Klaus Biemann, the molecular analysis team leader, had some reflections on the search for organic compounds. Looking in the soil for compounds made of carbon, hydrogen, nitrogen, and oxygen at the level of a few parts per billion, they found none. The gas chromatograph-mass spectrometer could have detected smaller concentrations of organic materials than are present in typical antarctic soil, which is low in organic compounds because there is little vegetation and animal life on that part of Earth. Compared to Antarctica, Mars is devoid of organic material, and a number of conclusions could be drawn from that finding. First, no synthesis of organic compounds is occurring on the surface, at least where the two Vikings landed. Second, if millions of years ago organic compounds did exist, they must have since been destroyed. Third, since organic compounds must be arriving on Mars in the form of meteorites, that material must have been imbedded in the surface very deeply or, more likely, destroyed by the planet's harsh environment. Finally, says Biemann, "if we use terrestrial analogies, we always find that a large amount of organic material accompanies living things-a hundred times, thousand times, 10 thousand times more organic materials than the cells themselves represent." Since the Viking instruments did not detect any large amounts of organic waste material, it is difficult to see how microorganisms could be living at the areas investigated "if they behave as terrestrial organisms do."
 
Of course, reminded Biemann, "this does not rule out a different kind of living mechanism that would protect its organic constituents very well and, therefore, avoid this waste of a scarce commodity." Martian organisms could have evolved along those lines, and as the environment became harsher and harsher they could have become more and more efficient in using the organic materials they needed. Viking looked at only two samples at each of the two landing sites from depths of 5 to 10 centimeters. If organic materials were produced millions or hundreds of millions of years ago, they [409] could be present at greater depths and protected there from the damaging ultraviolet radiation.
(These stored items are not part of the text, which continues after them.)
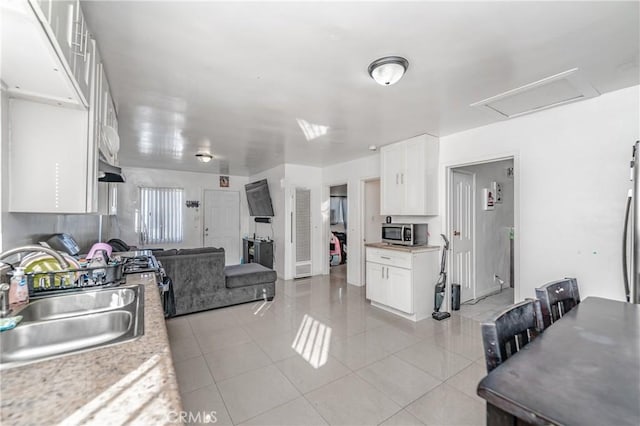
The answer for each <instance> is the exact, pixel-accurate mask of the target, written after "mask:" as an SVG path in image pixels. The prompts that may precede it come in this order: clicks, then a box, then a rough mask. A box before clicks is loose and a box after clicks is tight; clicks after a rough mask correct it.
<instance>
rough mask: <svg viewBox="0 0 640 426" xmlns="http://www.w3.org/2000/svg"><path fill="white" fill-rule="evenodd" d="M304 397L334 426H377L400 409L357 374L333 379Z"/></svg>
mask: <svg viewBox="0 0 640 426" xmlns="http://www.w3.org/2000/svg"><path fill="white" fill-rule="evenodd" d="M305 397H306V398H307V400H308V401H309V402H310V403H311V405H312V406H313V407H314V408H315V409H316V410H317V411H318V412H319V413H320V415H321V416H322V417H323V418H324V419H325V420H327V422H328V423H329V424H331V425H375V424H378V423H380V422H382V421H383V420H385V419H388V418H389V417H391V416H392V415H393V414H395V413H396V412H398V411H400V409H401V407H400V406H399V405H397V404H396V403H395V402H393V401H392V400H391V399H389V398H388V397H387V396H385V395H384V394H383V393H382V392H380V391H378V390H376V389H375V388H374V387H373V386H371V385H370V384H368V383H367V382H365V381H364V380H362V379H361V378H359V377H358V376H356V375H355V374H351V375H349V376H346V377H343V378H342V379H339V380H336V381H335V382H331V383H329V384H328V385H326V386H323V387H321V388H320V389H317V390H315V391H313V392H310V393H308V394H306V395H305Z"/></svg>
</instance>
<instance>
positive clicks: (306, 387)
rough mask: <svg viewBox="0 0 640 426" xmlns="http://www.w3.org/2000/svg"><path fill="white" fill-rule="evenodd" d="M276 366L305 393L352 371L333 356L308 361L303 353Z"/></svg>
mask: <svg viewBox="0 0 640 426" xmlns="http://www.w3.org/2000/svg"><path fill="white" fill-rule="evenodd" d="M276 367H278V368H279V369H280V371H282V372H283V373H284V375H285V376H287V378H288V379H289V381H290V382H291V383H293V385H294V386H295V387H296V388H297V389H298V390H299V391H300V392H301V393H303V394H304V393H307V392H310V391H312V390H314V389H317V388H319V387H320V386H323V385H326V384H327V383H329V382H332V381H334V380H336V379H339V378H340V377H343V376H346V375H347V374H349V373H351V370H349V369H348V368H347V367H345V366H344V365H343V364H342V363H341V362H340V361H338V360H337V359H335V358H334V357H332V356H327V357H326V359H323V358H319V359H318V358H311V359H310V360H308V361H307V360H306V359H305V358H303V357H302V356H301V355H296V356H293V357H291V358H287V359H285V360H282V361H280V362H278V363H276Z"/></svg>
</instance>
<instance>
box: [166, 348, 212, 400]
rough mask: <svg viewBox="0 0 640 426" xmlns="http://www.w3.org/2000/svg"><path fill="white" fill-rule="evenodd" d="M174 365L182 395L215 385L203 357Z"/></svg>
mask: <svg viewBox="0 0 640 426" xmlns="http://www.w3.org/2000/svg"><path fill="white" fill-rule="evenodd" d="M173 365H174V367H175V369H176V376H177V378H178V388H179V390H180V393H181V394H185V393H188V392H191V391H193V390H196V389H199V388H202V387H205V386H207V385H210V384H213V377H211V373H210V372H209V367H207V363H206V362H205V360H204V358H203V357H202V356H199V357H196V358H191V359H186V360H184V361H180V362H175V363H174V364H173Z"/></svg>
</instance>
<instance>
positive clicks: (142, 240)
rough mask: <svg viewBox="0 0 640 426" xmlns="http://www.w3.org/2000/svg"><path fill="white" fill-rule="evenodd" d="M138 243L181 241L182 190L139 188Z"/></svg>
mask: <svg viewBox="0 0 640 426" xmlns="http://www.w3.org/2000/svg"><path fill="white" fill-rule="evenodd" d="M139 201H140V220H139V222H138V226H139V229H137V231H138V233H139V234H138V235H139V236H140V243H141V244H142V245H146V244H162V243H180V242H182V239H183V227H182V222H183V220H182V204H183V190H182V188H142V187H141V188H140V198H139Z"/></svg>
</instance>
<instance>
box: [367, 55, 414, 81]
mask: <svg viewBox="0 0 640 426" xmlns="http://www.w3.org/2000/svg"><path fill="white" fill-rule="evenodd" d="M407 68H409V61H407V60H406V59H405V58H402V57H400V56H385V57H384V58H380V59H376V60H375V61H373V62H371V65H369V75H370V76H371V78H373V79H374V80H375V81H376V83H378V84H381V85H383V86H390V85H392V84H395V83H397V82H398V80H400V79H401V78H402V76H403V75H404V73H405V71H407Z"/></svg>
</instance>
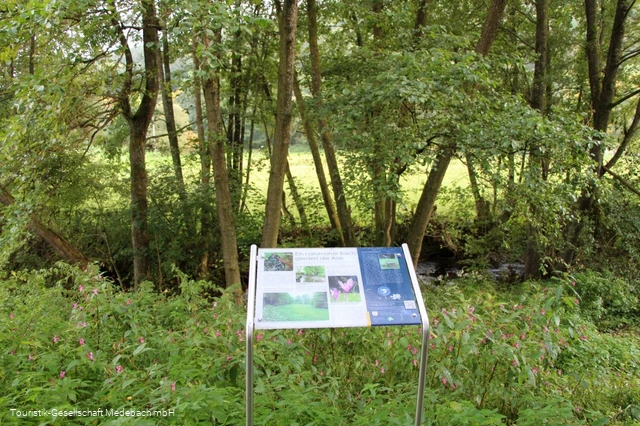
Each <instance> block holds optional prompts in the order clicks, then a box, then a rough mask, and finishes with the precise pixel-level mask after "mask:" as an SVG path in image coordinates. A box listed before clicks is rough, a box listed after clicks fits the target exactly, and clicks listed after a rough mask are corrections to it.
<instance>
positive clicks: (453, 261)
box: [416, 258, 524, 285]
mask: <svg viewBox="0 0 640 426" xmlns="http://www.w3.org/2000/svg"><path fill="white" fill-rule="evenodd" d="M464 268H465V266H464V265H461V264H460V263H458V262H457V261H455V260H452V259H447V258H442V259H438V260H435V261H424V262H418V268H417V270H416V275H417V276H418V280H419V281H420V282H421V283H422V284H424V285H431V284H440V283H442V282H443V281H447V280H450V279H454V278H459V277H461V276H462V275H464V273H465V269H464ZM486 272H487V273H489V275H491V276H492V277H493V279H494V280H495V281H497V282H501V283H509V282H515V281H518V280H520V279H522V277H523V275H524V264H523V263H501V264H496V265H492V266H491V267H489V268H487V269H486Z"/></svg>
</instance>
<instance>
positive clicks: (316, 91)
mask: <svg viewBox="0 0 640 426" xmlns="http://www.w3.org/2000/svg"><path fill="white" fill-rule="evenodd" d="M307 15H308V18H309V56H310V59H311V94H312V95H313V98H314V99H315V100H316V102H321V100H322V71H321V67H320V50H319V48H318V31H317V22H316V2H315V0H307ZM318 130H319V131H320V136H321V138H322V147H323V148H324V155H325V157H326V159H327V168H328V169H329V176H330V177H331V187H332V188H333V196H334V198H335V201H336V206H337V209H338V218H339V220H340V226H341V228H342V234H343V235H342V239H343V240H344V242H345V245H347V246H349V247H355V246H356V245H357V241H356V236H355V232H354V230H353V224H352V222H351V211H350V210H349V206H348V204H347V198H346V196H345V193H344V185H343V184H342V178H341V176H340V168H339V166H338V160H337V158H336V153H335V149H334V147H333V143H332V142H331V135H330V134H329V129H328V126H327V121H326V119H324V118H321V119H319V120H318Z"/></svg>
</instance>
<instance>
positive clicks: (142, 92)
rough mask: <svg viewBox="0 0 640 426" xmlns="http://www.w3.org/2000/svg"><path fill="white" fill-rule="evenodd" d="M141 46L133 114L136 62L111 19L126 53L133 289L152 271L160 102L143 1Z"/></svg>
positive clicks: (157, 68)
mask: <svg viewBox="0 0 640 426" xmlns="http://www.w3.org/2000/svg"><path fill="white" fill-rule="evenodd" d="M141 6H142V8H141V9H142V46H143V54H144V82H145V83H144V90H143V92H142V95H141V100H140V105H139V106H138V109H137V110H136V111H135V112H133V111H132V109H131V102H130V97H131V95H132V94H133V89H132V86H133V73H134V61H133V55H132V53H131V49H130V47H129V42H128V40H127V38H126V36H125V33H124V29H123V25H122V24H121V23H120V21H119V18H118V17H117V16H115V15H114V16H113V17H112V23H113V25H114V29H115V31H116V33H117V35H118V37H119V40H120V44H121V46H122V47H123V50H124V57H125V76H124V77H125V78H124V83H123V87H122V90H121V91H120V93H119V96H118V105H119V108H120V111H121V113H122V115H123V116H124V118H125V119H126V120H127V123H128V125H129V164H130V168H131V172H130V176H131V242H132V246H133V269H134V286H137V285H138V284H139V283H140V282H142V281H144V280H146V279H148V277H149V268H150V251H149V231H148V225H147V208H148V201H147V185H148V182H147V169H146V159H145V153H146V145H147V144H146V141H147V131H148V129H149V124H151V120H152V118H153V113H154V110H155V106H156V101H157V98H158V52H157V46H158V26H159V25H158V19H157V16H156V9H155V3H154V2H153V1H152V0H142V1H141Z"/></svg>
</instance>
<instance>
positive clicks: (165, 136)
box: [147, 121, 196, 141]
mask: <svg viewBox="0 0 640 426" xmlns="http://www.w3.org/2000/svg"><path fill="white" fill-rule="evenodd" d="M194 124H196V122H195V121H194V122H192V123H189V124H187V125H186V126H182V127H180V128H179V129H176V134H178V133H180V132H182V131H183V130H184V129H186V128H187V127H191V126H193V125H194ZM167 136H169V133H165V134H163V135H156V136H148V137H147V140H148V141H149V140H151V139H160V138H164V137H167Z"/></svg>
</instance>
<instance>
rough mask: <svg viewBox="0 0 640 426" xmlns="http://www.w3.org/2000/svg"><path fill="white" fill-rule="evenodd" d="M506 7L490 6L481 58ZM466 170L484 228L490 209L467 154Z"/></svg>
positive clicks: (485, 53)
mask: <svg viewBox="0 0 640 426" xmlns="http://www.w3.org/2000/svg"><path fill="white" fill-rule="evenodd" d="M506 6H507V0H494V1H493V3H492V4H491V9H490V10H489V13H488V14H487V17H486V18H485V21H484V26H483V28H482V34H481V35H480V39H479V40H478V43H477V44H476V52H477V53H479V54H481V55H482V56H487V55H488V54H489V50H491V45H492V44H493V42H494V41H495V39H496V36H497V35H498V27H499V26H500V22H501V21H502V15H504V10H505V8H506ZM466 161H467V170H468V172H469V182H470V184H471V192H472V193H473V198H474V200H475V205H476V221H477V222H478V223H479V224H480V226H486V225H487V224H488V223H489V222H490V221H491V209H490V206H489V204H490V203H489V201H487V200H486V199H485V198H484V197H483V196H482V193H481V191H480V186H479V184H478V180H477V172H476V171H475V166H474V164H473V157H472V156H471V155H469V154H467V155H466Z"/></svg>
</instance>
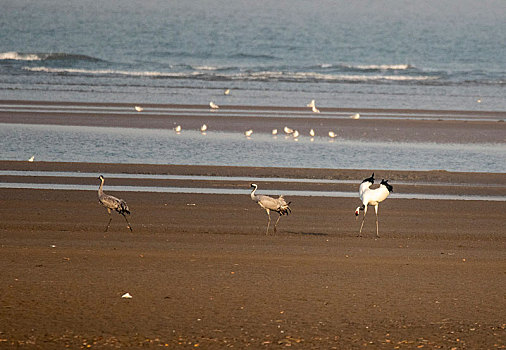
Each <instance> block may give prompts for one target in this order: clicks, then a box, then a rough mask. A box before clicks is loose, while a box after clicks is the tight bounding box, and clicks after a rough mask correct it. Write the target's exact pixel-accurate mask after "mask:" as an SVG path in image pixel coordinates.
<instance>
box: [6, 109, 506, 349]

The Viking spacecraft could be sitting on an area containing a deposit of organic material a few meters down. There could also be other areas on the planet where the surface material is more protected or where organic material is now being synthesized and not destroyed. To help answer these puzzling questions, Biemann and his colleagues had plans to study in their laboratories the rate of decomposition of certain typical organics under Martianlike conditions, to determine how fast organic materials might be destroyed at the surface. 68
 

* Sol is used to designate the Martian day, which is 39.6 minutes longer than an Earth day; 20 July was listed as sol O because a few hours were left in the sol (local lander time) at the time of landing. Sol 1 began late on 20 July, at the first lander 1 midnight.
 
** The relay links for the first 11 sols were pre-programmed for redundant playback and transmission to Earth of the lander-recorded data so as to prevent loss of any important information.